Sobrevivente do ataque que matou três médicos no Rio de Janeiro, em outubro, o ortopedista Daniel Proença falou pela primeira vez do ataque. Ele conta que achava que os tiros eram fogos de artifício e que após ser atingido pelos disparos, fez uma espécie de “autoconsulta” para sobreviver.
“Eu estava de costas. Inicialmente comecei ouvir as explosões. O Fluminense tinha se classificado para semifinal da Libertadores, tinha passado um carro na orla, soltando fogos. Quando eu comecei a ouvir os disparos, eu confundi eles com fogos, e senti o calor nas costas. Quando eu comecei a virar, protegendo meu rosto com a mão direita pra me jogar no chão, para sair do nível dos fogos, comecei a sentir muita dor no braço direito, em vários lugares. Aí, eu caí no chão. Nesse momento, eu comecei a ter noção do real, da gravidade”, diz.
Ele ainda tem sete projéteis alojados no corpo e vai passar por duas cirurgias. A primeira será para retirada da bolsa de colostomia e a segunda, para mais uma correção ortopédica.
Daniel diz que ver os amigos mortos foi o pior momento do ataque. Marcos de Andrade Corsato e Perseu Almeida morreram na hora. Diego Ralph chegou a ser socorrido, mas morreu no hospital. “Ver a execução. No momento do crime, exatamente, eu cheguei a ver meus amigos executados e sabia que eu perdi os três. O doutor Corsato, quando olhei para o lado, já estava evidente que ele não respondia, já estava na cadeira com os braços esticados. O Perseu vi ele tentando fugir, aí infelizmente o executor esticou o braço direito e disparou alguns tiros, ele parou de se mexer, e eles foram embora. O Diego começou a gritar”.

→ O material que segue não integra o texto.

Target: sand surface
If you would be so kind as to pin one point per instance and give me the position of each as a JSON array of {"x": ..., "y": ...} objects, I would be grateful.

Para sobreviver, ele tentou se acalmar, apesar da tragédia ao seu redor. “Naquele momento eu estava frio, em relação que eu estava com um pensamento de médico sobre mim, então eu estava me examinando. Então eu tentei dentro do máximo possível, diminuir minha respiração, diminuir minha frequência cardíaca e ficar mais calmo”. “Tentei forçar vômito, para ver se tinha alguma perfuração abdominal. Eu via o sangue escorrendo pelo meu corpo. Eu sabia que possivelmente essa seria a principal causa daquele momento da minha luta pela vida. Foi uma violência muito grande”, relata.
Antes do ataque, eles fizeram uma foto juntos e conversavam sobre planos para o futuro. “A foto é uma ideia do Doutor Corsato. Nossa, foi muito agradável. A gente tinha uma amizade muito grande, muito próxima. Então ali estávamos confidenciando projetos, confidenciando futuro. Perto de umas dez horas, imagino eu, quando a gente já estava praticamente pensando em ir embora, o doutor Corsato passou, reconheceu o Perseu, aí ele abraçou o Perseu, cumprimentou a gente e aí ele escolheu sentar na nossa mesa”, conta.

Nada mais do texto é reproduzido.